Depuis sa nomination en février 2009 à la tête de la Caisse d’Epargne pour mettre en place la fusion avec la Banque populaire, M. Pérol, 46 ans, est la cible de multiples plaintes déposées par les syndicats CGT et Sud du groupe bancaire qui semblent en passe de parvenir à leurs fins.

Le juge d’instruction du pôle financier de Paris, Roger Le Loire, a en effet estimé dans une ordonnance transmise aux plaignants que les conditions pour l’ouverture d’une information judiciaire pour prise illégale d’intérêt étaient réunies.

Les syndicats estiment que M. Pérol, ancienne figure incontournable de la présidence sur les dossiers économiques et industriels, a à ce titre joué un rôle essentiel dans la fusion des deux établissements bancaires dont il a pris la tête juste après son départ de l’Elysée.

Or, la loi du 2 février 2007 interdit à tout fonctionnaire de travailler pour une entreprise qu’il a surveillée, avec laquelle il a conclu un contrat ou qu’il a conseillée dans ses opérations, durant les trois années précédant son départ de la fonction publique.

La prise illégale d’intérêt est passible de cinq ans d’emprisonnement et 75.000 euros d’amende.

Le parquet a annoncé jeudi qu’il faisait appel de l’ouverture de cette information judiciaire.

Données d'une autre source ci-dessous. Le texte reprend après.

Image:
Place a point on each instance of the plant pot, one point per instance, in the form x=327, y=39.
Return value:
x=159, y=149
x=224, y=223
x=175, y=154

Il reviendra ainsi à la chambre de l’instruction de la cour d’appel de Paris de se prononcer, sans doute après l’été.

Le parquet avait déjà mené une enquête préliminaire début 2009 au cours de laquelle M. Pérol avait été entendu par les policiers de la Brigade financière.

Les services du procureur avaient finalement considéré que la mission de François Pérol s’était limitée “à informer et donner un avis au président de la République sur le rapprochement, sur le soutien financier de l’Etat et sur l’explication à donner à l’opinion publique”.

Mais dans son ordonnance, le juge Le Loire estime que cette enquête préliminaire, “relativement succincte”, ne suffit pas à garantir la “manifestation de la vérité”.

Il bat en brèche les arguments développés par le parquet en rappelant que les collaborateurs du chef de l’Etat peuvent être considérés comme des “fonctionnaires ou agents d’administration” et entrent donc dans le champ de la prise illégale d’intérêts.

Le juge rappelle en outre que M. Pérol n’a pas attendu son arrivée à l’Elysée en 2007 pour travailler sur des dossiers touchant la Caisse d’Epargne, notamment la création d’une filiale avec la Caisse des dépôts en 2004, puisqu’il était membre des cabinets de Francis Mer et Nicolas Sarkozy à Bercy entre 2002 et 2005.

Enfin, le juge, qui instruit notamment l’affaire de l’UIMM, a reçu en mars un courrier anonyme contenant des mails envoyés en 2007 par d’anciens hauts-cadres de plusieurs banques dans lesquels “il est question du rôle de M. Pérol dans ce qui n’était à l’époque qu’un projet de rapprochement” des deux banques.

Le magistrat préconise l’audition comme témoins de Xavier Musca, ancien directeur du Trésor qui a succédé à M. Pérol à l’Elysée, de Christian Noyer, gouverneur de la Banque de France, ou encore de Charles Milhaud, ancien patron de la Caisse d’épargne.

Le nouveau patron de France Télécom et ancien directeur de cabinet de Christine Lagarde, Stéphane Richard, ainsi que le secrétaire général de la Commission bancaire, Daniel Nouy, pourraient eux aussi être entendus par le juge Le Loire.